Another function of the centromere is to prevent premature separation of sister chromatids during meiosis I. Cohesion along the chromosome arms were released before anaphase I, while cohesion around the centromeres must be maintained until sister chromatids separated at meiosis II (Watanabe, 2005). No difference in SGO1 localization and abnormalities in sister chromatid separation were found in osprd2 meiocytes ( Figures 10A, B ), indicating that OsPRD2 may not function in the centromere cohesion protection.

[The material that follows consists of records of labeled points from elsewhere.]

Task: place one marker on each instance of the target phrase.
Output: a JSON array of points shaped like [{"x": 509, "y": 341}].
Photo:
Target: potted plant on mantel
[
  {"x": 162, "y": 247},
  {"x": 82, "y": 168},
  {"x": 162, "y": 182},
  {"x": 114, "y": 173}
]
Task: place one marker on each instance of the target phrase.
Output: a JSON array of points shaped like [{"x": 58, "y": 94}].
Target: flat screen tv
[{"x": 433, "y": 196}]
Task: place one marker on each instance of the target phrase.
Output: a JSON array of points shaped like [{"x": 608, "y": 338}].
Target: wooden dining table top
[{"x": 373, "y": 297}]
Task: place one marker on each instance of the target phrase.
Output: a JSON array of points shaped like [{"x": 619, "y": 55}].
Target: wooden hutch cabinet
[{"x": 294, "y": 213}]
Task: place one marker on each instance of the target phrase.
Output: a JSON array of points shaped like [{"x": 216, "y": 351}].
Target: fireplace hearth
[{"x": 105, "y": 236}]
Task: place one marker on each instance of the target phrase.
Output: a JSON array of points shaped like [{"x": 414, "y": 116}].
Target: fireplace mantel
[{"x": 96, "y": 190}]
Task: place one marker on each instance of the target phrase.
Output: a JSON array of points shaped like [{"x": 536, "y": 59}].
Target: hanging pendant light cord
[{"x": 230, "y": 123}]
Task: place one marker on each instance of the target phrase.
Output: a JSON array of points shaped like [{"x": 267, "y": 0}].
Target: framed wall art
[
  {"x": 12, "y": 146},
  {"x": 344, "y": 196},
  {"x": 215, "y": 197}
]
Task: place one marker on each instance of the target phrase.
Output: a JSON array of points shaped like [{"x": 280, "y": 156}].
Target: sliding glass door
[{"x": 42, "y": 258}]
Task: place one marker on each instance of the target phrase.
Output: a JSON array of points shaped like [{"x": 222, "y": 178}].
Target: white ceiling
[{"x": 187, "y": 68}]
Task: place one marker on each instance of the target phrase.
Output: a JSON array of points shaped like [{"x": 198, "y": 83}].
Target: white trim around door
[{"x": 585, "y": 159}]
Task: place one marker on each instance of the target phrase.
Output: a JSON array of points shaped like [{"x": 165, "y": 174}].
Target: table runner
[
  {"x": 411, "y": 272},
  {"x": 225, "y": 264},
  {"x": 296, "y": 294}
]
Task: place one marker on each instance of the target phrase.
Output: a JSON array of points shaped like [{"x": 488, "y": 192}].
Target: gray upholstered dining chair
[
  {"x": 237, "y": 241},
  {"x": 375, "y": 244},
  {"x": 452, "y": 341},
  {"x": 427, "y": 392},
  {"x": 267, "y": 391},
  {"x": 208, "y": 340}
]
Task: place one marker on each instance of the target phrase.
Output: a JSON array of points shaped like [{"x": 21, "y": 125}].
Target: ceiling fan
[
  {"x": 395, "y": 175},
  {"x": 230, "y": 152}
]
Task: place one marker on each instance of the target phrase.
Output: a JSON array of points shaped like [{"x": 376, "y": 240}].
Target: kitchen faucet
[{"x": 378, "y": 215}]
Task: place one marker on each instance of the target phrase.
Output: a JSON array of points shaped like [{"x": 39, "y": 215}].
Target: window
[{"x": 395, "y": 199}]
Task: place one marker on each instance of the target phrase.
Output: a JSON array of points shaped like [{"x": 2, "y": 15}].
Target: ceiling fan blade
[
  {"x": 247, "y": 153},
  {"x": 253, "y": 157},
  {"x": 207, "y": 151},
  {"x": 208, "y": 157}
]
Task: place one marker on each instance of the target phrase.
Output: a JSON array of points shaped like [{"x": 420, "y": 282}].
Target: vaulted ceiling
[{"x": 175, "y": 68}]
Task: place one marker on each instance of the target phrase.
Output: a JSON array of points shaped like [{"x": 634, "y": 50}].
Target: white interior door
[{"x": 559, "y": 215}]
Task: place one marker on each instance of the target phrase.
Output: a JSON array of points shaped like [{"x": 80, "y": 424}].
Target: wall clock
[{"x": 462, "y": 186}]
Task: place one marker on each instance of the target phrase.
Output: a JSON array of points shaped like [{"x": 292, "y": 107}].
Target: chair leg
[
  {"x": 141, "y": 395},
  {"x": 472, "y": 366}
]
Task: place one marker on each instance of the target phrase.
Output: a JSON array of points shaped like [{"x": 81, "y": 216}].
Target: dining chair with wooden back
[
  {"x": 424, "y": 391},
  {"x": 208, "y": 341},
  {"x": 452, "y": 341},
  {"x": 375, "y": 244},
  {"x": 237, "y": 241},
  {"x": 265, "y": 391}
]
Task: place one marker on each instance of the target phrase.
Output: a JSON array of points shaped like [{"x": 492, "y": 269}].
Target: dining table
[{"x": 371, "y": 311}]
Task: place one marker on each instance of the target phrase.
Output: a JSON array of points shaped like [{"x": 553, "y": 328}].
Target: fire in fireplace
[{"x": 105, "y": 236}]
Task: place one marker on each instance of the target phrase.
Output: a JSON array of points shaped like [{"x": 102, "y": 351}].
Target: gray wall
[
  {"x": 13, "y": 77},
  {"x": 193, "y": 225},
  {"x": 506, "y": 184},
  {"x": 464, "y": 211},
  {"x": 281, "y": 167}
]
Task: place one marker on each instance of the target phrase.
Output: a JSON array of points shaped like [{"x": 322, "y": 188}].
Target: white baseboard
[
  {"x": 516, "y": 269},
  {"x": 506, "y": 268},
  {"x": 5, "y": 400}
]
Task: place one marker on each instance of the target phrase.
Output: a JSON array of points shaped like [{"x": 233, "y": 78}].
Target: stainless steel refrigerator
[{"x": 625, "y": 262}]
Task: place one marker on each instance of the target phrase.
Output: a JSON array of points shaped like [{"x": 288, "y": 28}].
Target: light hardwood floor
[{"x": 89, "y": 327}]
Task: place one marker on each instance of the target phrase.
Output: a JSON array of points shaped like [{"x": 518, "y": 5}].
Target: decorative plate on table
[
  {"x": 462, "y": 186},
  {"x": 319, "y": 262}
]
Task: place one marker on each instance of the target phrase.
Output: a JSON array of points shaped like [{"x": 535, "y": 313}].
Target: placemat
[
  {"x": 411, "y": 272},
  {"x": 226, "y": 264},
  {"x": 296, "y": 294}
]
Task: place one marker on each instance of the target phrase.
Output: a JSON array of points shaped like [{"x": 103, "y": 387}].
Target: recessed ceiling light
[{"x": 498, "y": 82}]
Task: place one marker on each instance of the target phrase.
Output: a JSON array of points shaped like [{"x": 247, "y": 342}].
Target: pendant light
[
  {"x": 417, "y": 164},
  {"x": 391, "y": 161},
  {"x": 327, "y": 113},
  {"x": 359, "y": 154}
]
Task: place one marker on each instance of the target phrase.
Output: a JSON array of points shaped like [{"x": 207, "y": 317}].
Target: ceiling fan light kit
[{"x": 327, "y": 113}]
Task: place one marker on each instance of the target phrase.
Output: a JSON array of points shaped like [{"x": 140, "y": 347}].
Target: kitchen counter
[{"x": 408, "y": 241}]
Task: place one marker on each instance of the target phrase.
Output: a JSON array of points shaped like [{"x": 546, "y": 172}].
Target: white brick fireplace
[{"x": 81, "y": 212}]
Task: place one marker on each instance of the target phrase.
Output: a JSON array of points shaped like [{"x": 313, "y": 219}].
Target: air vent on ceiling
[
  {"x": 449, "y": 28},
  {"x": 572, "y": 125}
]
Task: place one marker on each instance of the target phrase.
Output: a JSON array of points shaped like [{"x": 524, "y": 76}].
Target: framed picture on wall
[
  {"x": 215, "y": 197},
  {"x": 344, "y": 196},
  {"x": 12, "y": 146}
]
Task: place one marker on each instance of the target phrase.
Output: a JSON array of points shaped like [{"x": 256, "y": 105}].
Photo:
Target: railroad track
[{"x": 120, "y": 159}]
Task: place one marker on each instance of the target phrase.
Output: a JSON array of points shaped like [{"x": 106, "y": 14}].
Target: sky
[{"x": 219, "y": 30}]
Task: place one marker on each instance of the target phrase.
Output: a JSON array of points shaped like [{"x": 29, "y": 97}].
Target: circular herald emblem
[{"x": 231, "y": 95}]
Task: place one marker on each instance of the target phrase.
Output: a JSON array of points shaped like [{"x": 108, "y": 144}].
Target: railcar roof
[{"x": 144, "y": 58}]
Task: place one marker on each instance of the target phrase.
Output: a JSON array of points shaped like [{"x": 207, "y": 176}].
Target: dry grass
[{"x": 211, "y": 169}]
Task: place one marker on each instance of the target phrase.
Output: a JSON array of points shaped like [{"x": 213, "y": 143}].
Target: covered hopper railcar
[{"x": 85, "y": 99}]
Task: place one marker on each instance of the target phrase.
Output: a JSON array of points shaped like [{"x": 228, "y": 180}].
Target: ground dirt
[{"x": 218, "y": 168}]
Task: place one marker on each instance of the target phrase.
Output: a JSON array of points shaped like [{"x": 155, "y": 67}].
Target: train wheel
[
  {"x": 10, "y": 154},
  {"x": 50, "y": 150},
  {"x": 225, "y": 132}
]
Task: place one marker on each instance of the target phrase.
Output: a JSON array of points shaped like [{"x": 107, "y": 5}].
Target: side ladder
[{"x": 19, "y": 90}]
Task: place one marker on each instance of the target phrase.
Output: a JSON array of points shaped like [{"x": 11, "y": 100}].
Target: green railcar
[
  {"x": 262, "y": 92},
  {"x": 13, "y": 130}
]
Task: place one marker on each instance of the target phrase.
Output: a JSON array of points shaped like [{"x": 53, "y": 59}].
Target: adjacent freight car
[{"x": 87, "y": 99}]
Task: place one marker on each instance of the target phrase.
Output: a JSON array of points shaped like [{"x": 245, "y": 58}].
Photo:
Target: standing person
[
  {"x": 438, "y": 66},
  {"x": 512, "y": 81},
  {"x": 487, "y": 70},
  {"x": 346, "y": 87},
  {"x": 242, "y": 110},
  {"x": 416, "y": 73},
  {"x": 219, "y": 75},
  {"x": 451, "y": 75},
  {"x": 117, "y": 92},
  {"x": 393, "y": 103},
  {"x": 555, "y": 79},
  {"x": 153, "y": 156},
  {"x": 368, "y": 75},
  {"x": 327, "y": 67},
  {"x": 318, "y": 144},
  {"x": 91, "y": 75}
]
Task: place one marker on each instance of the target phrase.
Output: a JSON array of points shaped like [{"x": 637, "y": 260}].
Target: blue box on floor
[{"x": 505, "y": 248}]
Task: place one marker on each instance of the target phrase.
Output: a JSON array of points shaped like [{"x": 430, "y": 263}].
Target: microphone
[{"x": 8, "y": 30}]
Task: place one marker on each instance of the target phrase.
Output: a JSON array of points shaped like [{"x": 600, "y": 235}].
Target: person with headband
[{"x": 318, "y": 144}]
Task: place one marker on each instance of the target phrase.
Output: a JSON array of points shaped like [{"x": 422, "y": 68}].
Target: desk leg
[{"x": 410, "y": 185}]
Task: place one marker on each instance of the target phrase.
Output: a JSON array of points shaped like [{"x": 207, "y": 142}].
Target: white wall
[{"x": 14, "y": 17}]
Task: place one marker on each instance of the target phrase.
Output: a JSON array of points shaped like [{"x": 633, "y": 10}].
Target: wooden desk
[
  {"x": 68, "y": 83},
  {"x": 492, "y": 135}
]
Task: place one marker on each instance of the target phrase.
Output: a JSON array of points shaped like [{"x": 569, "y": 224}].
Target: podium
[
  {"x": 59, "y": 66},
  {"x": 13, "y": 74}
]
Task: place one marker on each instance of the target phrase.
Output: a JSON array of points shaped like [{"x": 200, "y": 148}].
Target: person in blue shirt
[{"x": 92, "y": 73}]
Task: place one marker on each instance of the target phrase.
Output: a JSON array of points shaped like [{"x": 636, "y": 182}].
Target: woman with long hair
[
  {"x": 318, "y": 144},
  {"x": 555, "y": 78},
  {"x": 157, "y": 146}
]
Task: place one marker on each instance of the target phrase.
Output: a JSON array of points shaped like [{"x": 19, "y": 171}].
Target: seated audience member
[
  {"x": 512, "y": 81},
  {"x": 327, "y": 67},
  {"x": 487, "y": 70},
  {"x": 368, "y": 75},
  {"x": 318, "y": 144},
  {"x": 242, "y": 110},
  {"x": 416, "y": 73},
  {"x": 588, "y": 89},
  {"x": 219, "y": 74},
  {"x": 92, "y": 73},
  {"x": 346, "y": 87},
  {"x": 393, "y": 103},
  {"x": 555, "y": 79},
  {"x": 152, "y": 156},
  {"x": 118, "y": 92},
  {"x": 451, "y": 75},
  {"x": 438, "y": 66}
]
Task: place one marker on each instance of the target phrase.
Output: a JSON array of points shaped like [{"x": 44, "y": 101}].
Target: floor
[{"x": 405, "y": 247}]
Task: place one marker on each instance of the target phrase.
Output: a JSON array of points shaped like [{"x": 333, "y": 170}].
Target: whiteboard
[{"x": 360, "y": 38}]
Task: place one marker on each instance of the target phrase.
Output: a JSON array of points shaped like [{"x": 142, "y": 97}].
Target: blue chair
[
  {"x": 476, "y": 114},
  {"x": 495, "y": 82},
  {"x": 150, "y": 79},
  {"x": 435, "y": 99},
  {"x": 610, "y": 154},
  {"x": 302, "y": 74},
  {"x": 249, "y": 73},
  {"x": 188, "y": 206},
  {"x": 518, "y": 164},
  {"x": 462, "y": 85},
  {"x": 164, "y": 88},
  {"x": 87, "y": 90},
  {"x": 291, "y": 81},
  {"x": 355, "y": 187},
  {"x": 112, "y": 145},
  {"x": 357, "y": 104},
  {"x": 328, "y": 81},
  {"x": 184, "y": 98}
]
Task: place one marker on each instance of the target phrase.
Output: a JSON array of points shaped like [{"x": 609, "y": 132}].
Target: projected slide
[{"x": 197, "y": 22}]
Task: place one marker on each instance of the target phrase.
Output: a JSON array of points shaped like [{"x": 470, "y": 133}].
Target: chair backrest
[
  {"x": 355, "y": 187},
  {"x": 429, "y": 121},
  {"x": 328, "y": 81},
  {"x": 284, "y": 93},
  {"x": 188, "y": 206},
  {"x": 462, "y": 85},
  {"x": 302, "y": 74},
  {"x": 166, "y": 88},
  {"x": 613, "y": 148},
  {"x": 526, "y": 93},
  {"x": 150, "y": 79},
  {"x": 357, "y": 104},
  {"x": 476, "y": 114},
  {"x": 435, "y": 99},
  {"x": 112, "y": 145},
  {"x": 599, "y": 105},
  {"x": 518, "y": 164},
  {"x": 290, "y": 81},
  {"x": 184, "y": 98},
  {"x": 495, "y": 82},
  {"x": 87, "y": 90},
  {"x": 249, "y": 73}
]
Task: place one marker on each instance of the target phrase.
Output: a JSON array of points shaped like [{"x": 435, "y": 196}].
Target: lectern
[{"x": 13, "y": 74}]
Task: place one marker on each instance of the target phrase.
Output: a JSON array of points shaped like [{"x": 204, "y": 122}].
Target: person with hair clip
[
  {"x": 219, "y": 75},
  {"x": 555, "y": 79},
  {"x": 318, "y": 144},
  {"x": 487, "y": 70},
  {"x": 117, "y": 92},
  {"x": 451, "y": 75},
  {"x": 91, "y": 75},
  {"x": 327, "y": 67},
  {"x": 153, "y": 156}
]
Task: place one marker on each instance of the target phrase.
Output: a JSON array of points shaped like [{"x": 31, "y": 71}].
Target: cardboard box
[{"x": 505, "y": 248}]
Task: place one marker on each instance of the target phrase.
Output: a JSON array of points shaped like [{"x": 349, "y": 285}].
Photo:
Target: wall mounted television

OsPRD2 localized at centromere from zygotene to early pachytene, suggesting that it may be involved in the early meiotic steps. It has been shown that centromere interaction and pairing at early prophase I play an important role in promoting homologous chromosome paring and synapsis (Da Ines and White, 2015, Zhang and Han, 2017). The centromere becomes condensed during homologous chromosome pairing. However we noticed that in osprd2 meiocytes centromeric condensation was delayed ( Figure S3 ). It is possible that a less condensed centromere might interfere with homologous pairing, the progression of synapsis or increase the frequency of aberrant recombination events at centromeric as well as pericentromeric regions. Unfortunately it is not clear if in this case these processes were affected, as they were fully blocked by the absent of DSBs in the mutant. Obtaining weak alleles with remaining bivalents may be useful to further understand the role of OsPRD2 in centromere function.